The Pillar: Security & Lifecycle Management
The Core Problem: Retrieval-Augmented Generation (RAG) flattens security. If an agent retrieves a document from a Vector DB, does it respect the original file's Access Control List (ACL)?

If a junior analyst asks "What are the CEO's bonuses?", and the agent retrieves a sensitive HR PDF because it was embedded without permissions metadata, you have a data leak.

The Technical Fix:

ACL-Aware Embedding: When ingesting data into your Vector DB, you must embed the ACLs alongside the vectors.
Query-Time Filtering: When the agent queries the Vector DB, it must pass the user's identity.

The database then applies a pre-filter: SELECT * FROM embeddings WHERE user_id IN allowed_users.

Unity Catalog Integration: Leverage Unity Catalog to govern unstructured data (Volumes) alongside structured tables. This ensures that the agent's access to "Gold" layer data is governed by the same policies as your BI dashboards.

4. Supply Chain Security for Agentic Tools

The Pillar: Lifecycle Management & Security
The Core Problem: Agents execute code and call third-party tools. An agent is only as secure as the libraries it imports.
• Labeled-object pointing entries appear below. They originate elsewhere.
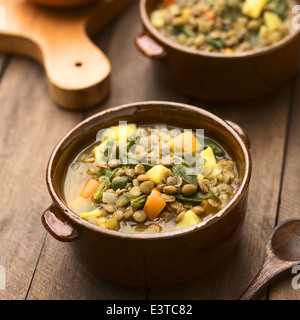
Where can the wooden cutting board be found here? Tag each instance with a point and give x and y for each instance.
(77, 70)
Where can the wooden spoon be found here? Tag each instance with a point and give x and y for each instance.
(282, 253)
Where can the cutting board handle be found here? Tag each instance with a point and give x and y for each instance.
(77, 70)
If your agent has the ability to pip install packages or call unverified APIs, you are vulnerable to supply chain attacks where a malicious package exfiltrates the agent's context window.

The Technical Fix:

The AI SBOM (Software Bill of Materials):
Maintain a strict inventory of every model weight, embedding file, and tool definition used by the agent.
Sandboxed Execution:
Never run agent-generated code on the host. Use ephemeral, network-restricted microVMs (like Firecracker or gVisor) or WebAssembly (WASM) sandboxes to execute Python/SQL code.
API Whitelisting (Egress Filtering):
Enforce strict network policies. The agent can talk to internal-crm.api but strictly block unknown-external.site.

5. Adversarial Red Teaming for Agent Logic

The Pillar: Risk Management & Observability
The Core Problem: Standard vulnerability scanners (DAST/SAST) don't work on cognitive architectures. They can't find "hallucinations" or "goal hijacking."

The Technical Fix:

Automated Red Team Agents:
Deploy "Attacker Agents" whose sole utility function is to break your "Defender Agent." They will try to force your agent to ignore its system prompt or leak data.

Goal Hijacking Tests:
Specifically test if the agent can be diverted from its directive. Can a user convince a "Customer Support Agent" to become a "Linux Terminal" or a "Crypto Miner"?

MLflow Evaluation:
Use MLflow's LLM Evaluate to run continuous scoring on agent outputs against a "Golden Dataset" of known adversarial prompts, tracking drift in safety scores over time.

Audit Everything: In this phase, you audit the failures. Every successful jailbreak in the red team phase must become a regression test case in your CI/CD pipeline.

Conclusion: The "Audit Everything" Mandate

Governance is not a document; it is a platform capability.

To successfully govern AI agents, you must enforce Traceability. Every token generated, every tool invoked, and every document retrieved must be logged in a centralized store (like MLflow Tracing).

When an agent makes a mistake, you shouldn't have to ask "Why?" You should be able to replay the tape: see the input, see the retrieved context, see the chain-of-thought reasoning, and see the tool execution. That is the only way to build trust in systems that have hands.